Infrared-visible sum frequency generation (SFG) has seen increasing usage as a surface probe, particularly for liquid interfaces since they are amenable to few alternate probes. Interpreting the SFG data to arrive at a molecular-level configuration on the surface, however, remains a challenge. This paper reports a technique for analyzing and interpreting SFG data--called polarization-angle null or PAN-SFG. PAN-SFG enables ready identification of the ratio of the surface tangential and longitudinal hyperpolarizabilities--the hyperpolarizability direction--as well as the phase relationship between these components separated from the optical factors due to the substrate and experimental geometry.
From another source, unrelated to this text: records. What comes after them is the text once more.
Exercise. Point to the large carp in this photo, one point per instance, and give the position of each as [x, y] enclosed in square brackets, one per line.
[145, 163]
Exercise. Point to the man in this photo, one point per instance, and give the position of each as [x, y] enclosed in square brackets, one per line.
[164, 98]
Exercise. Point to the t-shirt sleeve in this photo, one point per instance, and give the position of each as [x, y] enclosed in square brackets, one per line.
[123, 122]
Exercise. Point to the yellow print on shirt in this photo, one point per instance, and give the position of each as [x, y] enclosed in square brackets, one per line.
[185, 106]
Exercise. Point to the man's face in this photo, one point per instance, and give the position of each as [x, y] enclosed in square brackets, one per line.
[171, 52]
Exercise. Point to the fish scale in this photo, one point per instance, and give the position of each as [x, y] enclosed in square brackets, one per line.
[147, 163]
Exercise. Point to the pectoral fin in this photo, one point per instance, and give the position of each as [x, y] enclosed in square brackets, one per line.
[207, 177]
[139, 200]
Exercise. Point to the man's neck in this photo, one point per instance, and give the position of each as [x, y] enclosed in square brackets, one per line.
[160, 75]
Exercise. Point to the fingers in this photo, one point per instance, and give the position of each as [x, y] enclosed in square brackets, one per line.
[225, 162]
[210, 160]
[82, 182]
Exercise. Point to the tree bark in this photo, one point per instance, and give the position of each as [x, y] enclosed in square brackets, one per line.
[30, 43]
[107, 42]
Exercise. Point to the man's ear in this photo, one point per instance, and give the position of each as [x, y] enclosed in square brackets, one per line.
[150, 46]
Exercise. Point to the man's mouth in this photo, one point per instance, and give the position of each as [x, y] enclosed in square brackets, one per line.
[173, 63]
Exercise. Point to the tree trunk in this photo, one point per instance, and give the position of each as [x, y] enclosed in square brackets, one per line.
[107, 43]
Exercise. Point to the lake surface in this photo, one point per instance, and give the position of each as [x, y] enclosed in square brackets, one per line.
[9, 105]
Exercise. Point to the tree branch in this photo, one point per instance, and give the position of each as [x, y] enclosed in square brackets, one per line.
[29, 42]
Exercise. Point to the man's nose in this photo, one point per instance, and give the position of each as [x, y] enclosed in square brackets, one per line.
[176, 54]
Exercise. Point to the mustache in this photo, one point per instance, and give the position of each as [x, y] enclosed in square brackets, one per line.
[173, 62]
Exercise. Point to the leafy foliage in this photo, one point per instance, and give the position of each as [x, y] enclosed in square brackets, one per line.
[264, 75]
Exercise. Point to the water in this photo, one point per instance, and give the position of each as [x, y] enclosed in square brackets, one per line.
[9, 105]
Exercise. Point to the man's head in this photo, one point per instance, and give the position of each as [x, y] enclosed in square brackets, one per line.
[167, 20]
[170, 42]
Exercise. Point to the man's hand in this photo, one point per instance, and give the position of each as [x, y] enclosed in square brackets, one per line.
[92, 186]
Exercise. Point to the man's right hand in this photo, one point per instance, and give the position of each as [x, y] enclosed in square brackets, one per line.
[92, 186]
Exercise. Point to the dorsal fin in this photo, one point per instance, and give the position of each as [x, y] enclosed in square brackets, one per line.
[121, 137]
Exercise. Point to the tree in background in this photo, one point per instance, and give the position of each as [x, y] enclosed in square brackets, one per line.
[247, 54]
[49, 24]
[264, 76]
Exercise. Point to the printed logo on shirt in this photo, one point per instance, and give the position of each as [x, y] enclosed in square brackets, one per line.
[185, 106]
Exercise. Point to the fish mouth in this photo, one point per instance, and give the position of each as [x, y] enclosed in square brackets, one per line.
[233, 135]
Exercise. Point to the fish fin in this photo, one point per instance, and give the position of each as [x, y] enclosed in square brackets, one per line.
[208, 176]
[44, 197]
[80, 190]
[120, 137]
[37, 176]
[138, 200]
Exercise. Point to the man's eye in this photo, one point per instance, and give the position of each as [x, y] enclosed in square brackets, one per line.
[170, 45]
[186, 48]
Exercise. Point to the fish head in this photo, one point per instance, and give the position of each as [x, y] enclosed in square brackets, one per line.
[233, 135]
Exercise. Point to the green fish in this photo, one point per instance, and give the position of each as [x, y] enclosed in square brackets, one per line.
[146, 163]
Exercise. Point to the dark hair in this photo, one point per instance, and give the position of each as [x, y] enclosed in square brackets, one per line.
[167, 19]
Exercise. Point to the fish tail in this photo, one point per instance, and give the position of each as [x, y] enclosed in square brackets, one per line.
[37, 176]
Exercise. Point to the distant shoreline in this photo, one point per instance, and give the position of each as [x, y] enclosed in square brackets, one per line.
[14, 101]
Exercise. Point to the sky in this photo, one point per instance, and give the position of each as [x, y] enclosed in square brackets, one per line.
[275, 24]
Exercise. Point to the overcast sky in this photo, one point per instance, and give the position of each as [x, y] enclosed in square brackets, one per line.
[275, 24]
Separation of the surface optical factors results in an immediate connection between the null angle and the surface species polarization. If the Raman polarizability is also known, then PAN-SFG analysis, like the previously reported null techniques, provides a very accurate orientation. In addition, the reported polarization-angle, phase-shift analysis enables facile separation of the nonresonant background polarization from that of the resonant signal. Beyond orientation, PAN-SFG can be used to deconvolute overlapping resonances and identify components beyond a dipole response. This paper reports PAN-SFG for two systems providing deeper insight into both. An acetonitrile-water mixture was previously reported to undergo a phase transition at 7 mol %, attributed to a sudden change in orientation. PAN-SFG demonstrates that acetonitrile generates a classic dipole response and provides compelling evidence that the acetonitrile configuration remains constant as a function of concentration. An alternate model for the phase transition is presented. Like many aqueous systems, the SFG spectrum of the hydrogen-bonded region of ice consists of broad and overlapping features; features previously identified with PAN-SFG. Here PAN-SFG analysis is used to show that the reddest of these, the feature at 3098 cm(-1), contains a significant quadrupole contribution that grows as the temperature is lowered. The quadrupole and its temperature dependence are used to assign the 3098 cm(-1) feature to bilayer-stitching-hydrogen bonds. This is the first definitive assignment in the hydrogen-bonded region of water.